This bit is really quite good:
Immediately, this riles. Yes, we all have to take responsibility for our consumer choices. But those choices are a lot more meaningful for some than for others. The difference between a three quid broiler and a £10 organic bird to someone with dependants, living on – let\’s not even be melodramatic and say benefits, let\’s say the median national income of £24k – is very great.
To Jamie Oliver, it is no difference at all, on account of how he is loaded. And why is he loaded? Because a) he makes quite a lot of money entertaining us by gassing boy chicks, and b) he hoovers up that much and more again by advertising for Sainsbury\’s, which has been one of the driving forces behind this cheap food since mass production began.
Or, at least, this is the kind of petty-minded line of argument a person might be driven to, standing accused of cruel consumer choices. It is, frankly, obnoxious to see a rich person demanding impoverishing consumer choices from a poorer person. These chef-polemicists consider themselves outside politics, because they\’re being straightforward – let\’s eat what came out of the ground naturally, what was raised in a happy way. Let\’s just do as nature intended, and by gum it will be tasty, and what could possibly be political about that?
They\’re right, it isn\’t political, in that it has no consistency of ideas, indeed, doesn\’t even comprehend its own implications, but it encapsulates rather well what happens when rhetoric becomes unmoored from structured ideology: you get all the worst bits of the left – the proselytising, the sanctimony – and all the worst bits of the right – the I\’m-all-right-Jack, the "if you worked a bit harder, you too could afford to be me".
Well, quite. Insisting that those poorer than yourself follow your expensive moral choices really is rather galling.

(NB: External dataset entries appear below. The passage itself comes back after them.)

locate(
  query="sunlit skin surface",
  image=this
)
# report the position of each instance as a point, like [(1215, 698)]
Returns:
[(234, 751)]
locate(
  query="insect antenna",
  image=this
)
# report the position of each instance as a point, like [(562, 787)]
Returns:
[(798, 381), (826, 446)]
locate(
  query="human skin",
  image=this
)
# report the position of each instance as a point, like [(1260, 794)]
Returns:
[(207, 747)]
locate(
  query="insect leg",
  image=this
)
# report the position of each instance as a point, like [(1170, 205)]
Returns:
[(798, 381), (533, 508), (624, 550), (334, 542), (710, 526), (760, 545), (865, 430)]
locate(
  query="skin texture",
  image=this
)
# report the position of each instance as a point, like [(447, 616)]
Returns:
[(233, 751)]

But then this is howlingly bad:
The fact is, ethics that come out of your wallet are not ethics. All these catchwords that supposedly convey sensitivity to the environment, to animals, to the developing world – fair trade, organic, free range, food miles etc – are just new ways to buy your way into heaven, the modern equivalent of the medieval pardon. Anyone with a serious interest in this would be lobbying the legislature; arguing to tighten laws on animal cruelty.
Instead of persuading people to our moral view, we should pass a law making it illegal for people to differ from our moral view! Result!